[07-2] Fight

8.7K 794 37
                                    

Meninggalkan Wonwoo setelah pertengkaran adalah kesalahan paling fatal yang pernah Mingyu lakukan. Seolah-olah semua aturan yang ia buat untuk memperlakukan Wonwoo hanya angin lalu. Bagaimana tidak, saat ini Mingyu sadar 100% akan tindakannya ─yang sebenarnya─ salah. Hanya saja rasa egoisme yang tinggi membuat Mingyu buta akan hal itu.

Saat ini ia mengendarai mobilnya menuju Graha Seni tempat pamerannya mendatang. Dengan perasaan berkecamuk. Ingin kembali pulang atau tetap pada pilihan awal?

“Argh!” Mingyu berteriak kencang, tangannya beberapa kali memukul kemudi yang ada di hadapan, seolah tak peduli pada keselamatan. Ia benar-benar dilema. Namun, ia memilih untuk tetap pada pilihan awal, setidaknya ─menurut Mingyu─ ini adalah jawaban yang tepat untuk menengahi permasalahan. Meskipun hal yang ia ambil salah besar.

Kini Mingyu telah berada di Graha Seni. Kebetulan ia memegang kunci utaman dan memang tersedia satu ruangan khusus untuk petugas lembur. Dan beruntungnya tak ada satupun karyawan yang melaksanakan lemburannya hari ini sehingga Mingyu bisa lebih leluasa menginvansi ruangan demi projek besarnya.

Dalam ruang sunyi dan hanya ditemani suara gemuruh kecil pendingin ruangan, Mingyu tampak fokus dengan berkas-berkas yang ada di hadapannya sekarang.

Lima belas menit berlalu, pikirannya masih tampak tenang. Bahkan ia benar-benar melupakan keadaan sang suami manis yang entah sedang melakukan apa di rumah sana. Dalam keadaan fokus, konsetrasi Mingyu langsung terbuyar karena menatap pigora kecil yang terletak di meja kerja. Lebih tepatnya ada dua pigora di sana. Yang satu foto Mingyu dan Wonwoo yang di ambil satu tahun lalu di Paris, dan satu pigora lagi adalah semua janji Mingyu yang sengaja ia tulis dan ia letakan bersebelahan dengan foto mereka.

Matanya langsung tertuju pada tulisan itu, dan seketika tubuhnya membeku. Bagaimana tidak, ia teringat perasaan saat pertama kali menuliskan satu per satu janji yang ia buat. Perasaan bungah yang membuncah serta degup jantung yang seperti pacuan kuda. Ia mengingat rasa pertama kali.

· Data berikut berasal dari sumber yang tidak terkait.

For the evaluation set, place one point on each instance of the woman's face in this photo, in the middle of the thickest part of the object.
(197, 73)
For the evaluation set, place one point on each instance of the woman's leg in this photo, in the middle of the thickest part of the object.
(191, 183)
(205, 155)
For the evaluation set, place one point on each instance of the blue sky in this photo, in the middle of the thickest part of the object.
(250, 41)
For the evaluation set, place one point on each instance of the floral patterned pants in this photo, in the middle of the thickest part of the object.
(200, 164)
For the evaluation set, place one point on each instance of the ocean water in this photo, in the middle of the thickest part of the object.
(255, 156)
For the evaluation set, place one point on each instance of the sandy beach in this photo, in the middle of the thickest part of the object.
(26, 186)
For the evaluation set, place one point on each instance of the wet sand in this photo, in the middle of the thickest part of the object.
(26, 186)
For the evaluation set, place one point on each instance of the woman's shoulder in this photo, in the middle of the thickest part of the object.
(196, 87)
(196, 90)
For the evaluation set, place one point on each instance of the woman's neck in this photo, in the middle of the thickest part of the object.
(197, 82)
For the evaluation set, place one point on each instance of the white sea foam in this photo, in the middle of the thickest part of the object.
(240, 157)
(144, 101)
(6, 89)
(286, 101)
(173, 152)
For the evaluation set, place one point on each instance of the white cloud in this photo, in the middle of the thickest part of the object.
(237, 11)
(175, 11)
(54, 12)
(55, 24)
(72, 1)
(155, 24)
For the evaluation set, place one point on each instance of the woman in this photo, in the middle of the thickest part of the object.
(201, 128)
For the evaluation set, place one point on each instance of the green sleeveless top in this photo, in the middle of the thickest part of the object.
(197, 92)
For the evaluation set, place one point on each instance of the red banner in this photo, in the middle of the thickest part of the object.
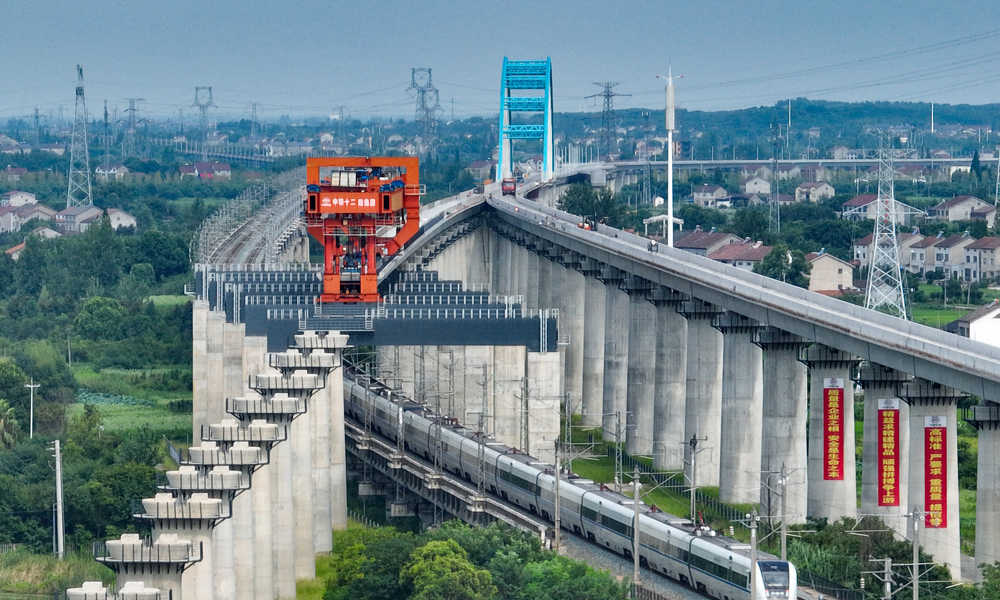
(936, 471)
(888, 451)
(833, 429)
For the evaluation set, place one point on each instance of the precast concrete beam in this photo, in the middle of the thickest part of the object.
(832, 493)
(670, 373)
(742, 407)
(703, 389)
(886, 444)
(933, 465)
(783, 461)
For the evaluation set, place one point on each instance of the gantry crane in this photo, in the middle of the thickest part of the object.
(361, 209)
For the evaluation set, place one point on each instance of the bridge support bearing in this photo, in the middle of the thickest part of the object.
(883, 383)
(594, 310)
(742, 408)
(786, 397)
(616, 330)
(928, 400)
(986, 419)
(670, 372)
(703, 388)
(641, 373)
(830, 499)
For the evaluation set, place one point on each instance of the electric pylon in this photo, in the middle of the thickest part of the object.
(885, 278)
(203, 100)
(609, 120)
(428, 104)
(78, 193)
(128, 140)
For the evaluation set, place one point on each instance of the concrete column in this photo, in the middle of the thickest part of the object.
(595, 300)
(882, 383)
(571, 318)
(933, 406)
(670, 373)
(199, 365)
(786, 399)
(283, 518)
(641, 373)
(742, 408)
(508, 379)
(833, 495)
(319, 421)
(543, 404)
(703, 389)
(986, 419)
(338, 456)
(215, 376)
(545, 276)
(616, 330)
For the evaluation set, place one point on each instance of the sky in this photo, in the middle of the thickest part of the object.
(311, 58)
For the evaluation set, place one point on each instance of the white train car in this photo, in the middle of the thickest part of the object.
(715, 565)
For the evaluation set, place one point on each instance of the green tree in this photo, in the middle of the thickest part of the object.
(8, 425)
(441, 571)
(788, 266)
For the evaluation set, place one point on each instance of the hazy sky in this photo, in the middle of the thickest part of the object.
(307, 57)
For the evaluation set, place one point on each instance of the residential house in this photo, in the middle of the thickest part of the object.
(703, 243)
(755, 185)
(981, 259)
(829, 275)
(13, 173)
(814, 191)
(981, 325)
(959, 208)
(708, 195)
(119, 218)
(111, 172)
(77, 218)
(742, 255)
(480, 169)
(17, 198)
(944, 255)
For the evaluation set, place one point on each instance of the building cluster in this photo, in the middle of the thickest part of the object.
(18, 207)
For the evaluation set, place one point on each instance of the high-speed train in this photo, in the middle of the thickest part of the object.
(715, 565)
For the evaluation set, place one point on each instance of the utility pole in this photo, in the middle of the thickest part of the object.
(31, 418)
(78, 193)
(609, 120)
(60, 523)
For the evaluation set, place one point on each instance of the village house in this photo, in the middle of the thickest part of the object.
(814, 191)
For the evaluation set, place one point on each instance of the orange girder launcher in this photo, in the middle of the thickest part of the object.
(350, 203)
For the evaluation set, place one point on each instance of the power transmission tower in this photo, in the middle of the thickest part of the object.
(203, 100)
(428, 104)
(128, 140)
(78, 193)
(609, 120)
(885, 279)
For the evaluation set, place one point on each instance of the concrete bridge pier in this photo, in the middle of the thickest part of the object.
(742, 407)
(572, 291)
(786, 399)
(641, 372)
(616, 330)
(884, 476)
(986, 419)
(594, 310)
(670, 372)
(933, 462)
(703, 389)
(832, 492)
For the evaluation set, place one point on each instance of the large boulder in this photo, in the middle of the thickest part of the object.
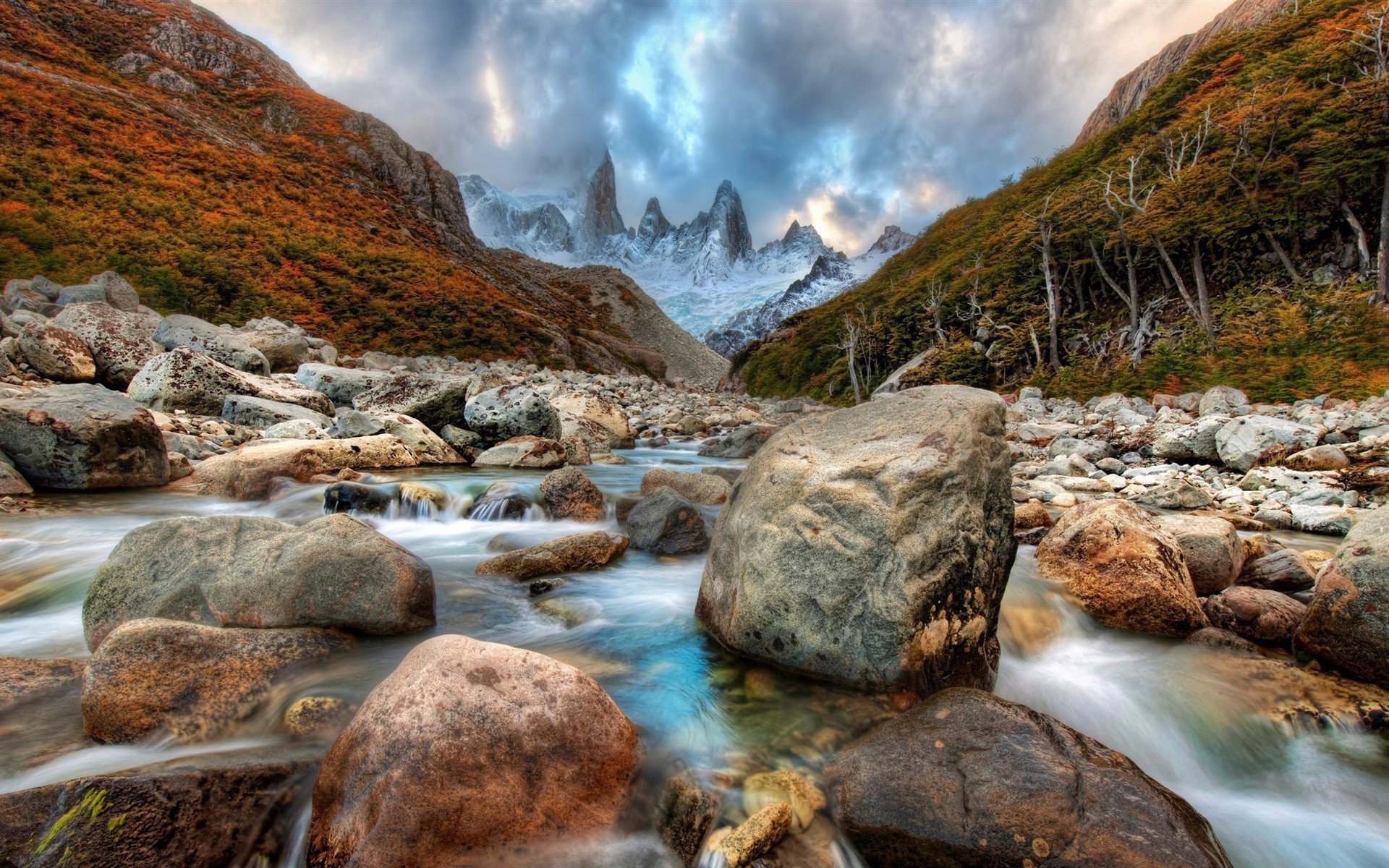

Dan sekarang Mingyu begitu menyesal. Ia sendiri yang berjanji untuk tidak memarahi Wonwoo, namun yang ia lakukan adalah hal sebaliknya. Mingyu begitu menyesal.

Matanya mendadak memerah menahan emosi yang membuncah. Konsentrasi yang ia pupuk mendadak lebur bersamaan dengan memori inti yang mendadak memutar semua kejadian.

“Wonwoo...” Lirih Mingyu pelan. Matanya tak sanggup menahan kristal bening yang memupuk. Airmatanya luruh.

“Wonwoo...” Dan sekali lagi memori inti Mingyu kembali mengingatkan bagaimana kebiasaan buruk Wonwoo yang selalu mengurung diri di kamar mandi dengan guyuran air setelah bersiteru dengannya.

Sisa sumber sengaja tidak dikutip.